The Web content filtering solution is powered by more than 44 million URLs classified in 86 categories. This provides the administrator with unparalleled flexibility to control surfing. All unbridled surfing has since stopped, so have unauthorized downloads. Web sites that do not comply with the organization’s Internet surfing policy are out-ofbounds for all and sundry. Access to all web-mail and social networking sites is strictly regulated. Use of messengers is also regulated and logged. HTTPS based sites are also filtered.

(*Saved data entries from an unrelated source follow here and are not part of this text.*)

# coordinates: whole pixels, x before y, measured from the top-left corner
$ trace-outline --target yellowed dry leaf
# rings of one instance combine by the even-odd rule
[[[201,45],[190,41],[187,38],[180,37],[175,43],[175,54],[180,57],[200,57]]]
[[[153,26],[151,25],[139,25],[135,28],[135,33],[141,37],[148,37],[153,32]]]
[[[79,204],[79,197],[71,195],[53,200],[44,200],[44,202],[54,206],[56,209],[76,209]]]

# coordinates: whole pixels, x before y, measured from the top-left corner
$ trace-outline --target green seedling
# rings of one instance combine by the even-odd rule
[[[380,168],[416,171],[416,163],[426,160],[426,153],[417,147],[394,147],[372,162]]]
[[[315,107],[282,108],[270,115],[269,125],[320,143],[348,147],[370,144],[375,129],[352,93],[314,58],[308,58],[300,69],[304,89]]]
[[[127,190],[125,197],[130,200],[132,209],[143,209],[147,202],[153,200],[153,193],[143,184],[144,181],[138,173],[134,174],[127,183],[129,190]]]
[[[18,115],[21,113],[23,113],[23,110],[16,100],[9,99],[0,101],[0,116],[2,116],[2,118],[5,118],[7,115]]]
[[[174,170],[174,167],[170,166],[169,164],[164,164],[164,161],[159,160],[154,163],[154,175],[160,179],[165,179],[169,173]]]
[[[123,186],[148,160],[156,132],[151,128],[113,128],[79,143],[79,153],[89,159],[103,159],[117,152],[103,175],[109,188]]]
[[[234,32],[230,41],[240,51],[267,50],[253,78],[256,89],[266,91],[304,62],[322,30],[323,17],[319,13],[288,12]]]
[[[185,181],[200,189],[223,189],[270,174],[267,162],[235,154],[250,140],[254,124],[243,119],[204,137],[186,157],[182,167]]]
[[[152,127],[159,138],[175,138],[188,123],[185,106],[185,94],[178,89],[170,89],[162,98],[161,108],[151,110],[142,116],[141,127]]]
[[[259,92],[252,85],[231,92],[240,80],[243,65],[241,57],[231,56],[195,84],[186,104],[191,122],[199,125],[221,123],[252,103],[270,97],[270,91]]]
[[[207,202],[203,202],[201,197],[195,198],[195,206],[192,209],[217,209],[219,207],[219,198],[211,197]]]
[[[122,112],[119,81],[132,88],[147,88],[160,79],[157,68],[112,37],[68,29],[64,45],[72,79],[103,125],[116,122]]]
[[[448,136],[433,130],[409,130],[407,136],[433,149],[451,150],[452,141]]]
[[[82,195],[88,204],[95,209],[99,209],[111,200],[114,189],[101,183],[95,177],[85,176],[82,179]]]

Cyberoam’s gateway anti virus and anti spam features guard all the web and mail protocols and ensure that no malware or spyware sneaks through the perimeter. The anti spam feature is also equipped with Virus Outbreak Detection. This protects the organization against any zero day attack.

The Bandwidth management feature of Cyberoam provides granular controls to allocate specific bandwidth to specific services. The administrator can also choose to prioritize bandwidth as per the business requirements.

The Cyberoam UTM Appliance deployed at Jeddah based head office, load balances between four (4) ISP links. The outgoing as well as the incoming traffic is load balanced. Cyberoam also provides server load balancing feature that ensures optimal bandwidth utilization. Under this feature, all the inbound and outbound traffic is load balanced by the UTM to distribute it amongst all the servers. Cyberoam’s WAN link failover feature intelligently detects a link failure and redirects the traffic to the working links to ensure total connectivity.

Summing up, Mr. Lincoln said, “Cyberoam has indeed played a positive role by allowing us to prioritize legitimate internet traffic and increasing productivity. It also provides security from new threats and virus outbreaks.”